Am letzen Tag des Transferfenster herrschte noch einmal Hochbetrieb in der Bundesliga. Julian Draxler verließ nach über 14 Jahren seinen Jugendclub den FC Schalke 04 und wechselte zum Ligakonkurrenten VFL Wolfsburg. Der FC Schalke hat zwar mit Max Meyer einen potenziellen Draxler-Nachfolger in den eigenen Reihen, klopfte trotzdem bei einem Konkurrenten aus der Bundesliga an. Trotz mehreren Aufrufen vom VFB Stuttgart, dass Kostic unverkäuflich sei, bot Horst Heldt rund 20 Millionen für Filip Kostic vom VFB Stuttgart. Doch Manager Robin Dutt lehnte ab. Und war extrem sauer.

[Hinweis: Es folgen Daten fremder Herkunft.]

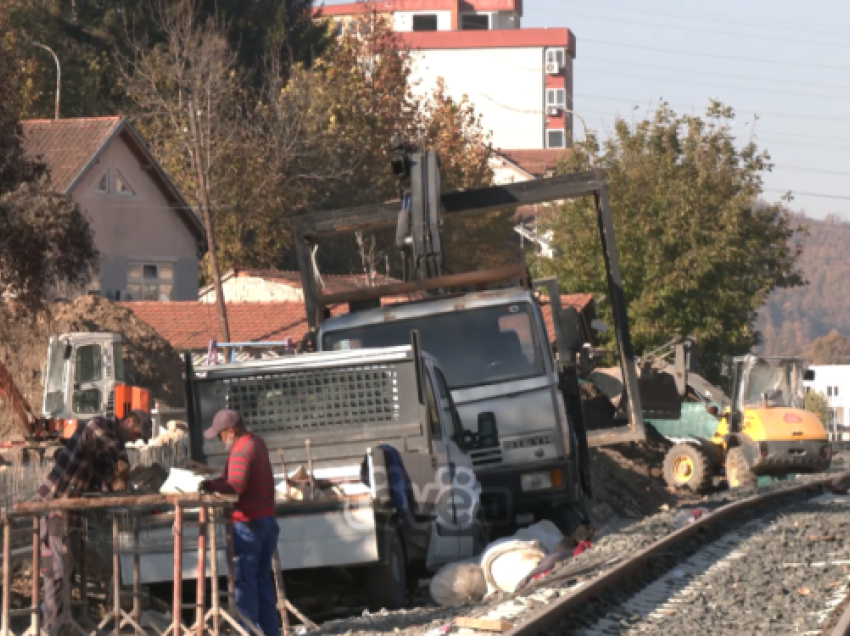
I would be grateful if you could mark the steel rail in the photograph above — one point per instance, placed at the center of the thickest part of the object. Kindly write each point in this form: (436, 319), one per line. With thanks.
(548, 617)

Kostic kam 2014 für sechs Millionen Euro vom FC Gronigen aus den Niederlanden nach Stuttgart und avancierte zum Stammspieler. In der vergangenen Saison konnte der linke Mittelfeldspieler drrei Tore in 29 Bundesligaspielen für den VFB erzielen. Das Angebot des FC Schalke 04 ließ den Serben nicht kalt. Er wäre gerne nach Gelsenkirchen gewechselt. Der VFB schob den Wechsel jedoch einen Riegel vor. Heldt kommentierte die Gerüchte um Kostic so: „Wir wollten Filip Kostic haben, das war unser Ziel. Am Ende entscheidet aber der abgebende Verein, ob etwas möglich ist oder nicht. Das war in dem Fall dann so.“, so Heldt gegenüber Sky Sport News HD. Sein Kollege Robin Dutt vom VFB Stuttgart reagierte genervt vom Verhalten von Heldt: „Ich habe gesagt: Er wird nicht verkauft, egal zu welcher Ablösesumme. Das wollte nicht jeder in der Branche akzeptieren. Da wurden teilweise wilde Dinge gemacht. Es haben viele Interesse an ihm gehabt. Sehr viele Kollegen sind das Thema sehr respektvoll angegangen. Manche nicht“, so Dutt. Kostic hat in Stuttgart noch einen Vertrag bis 2019.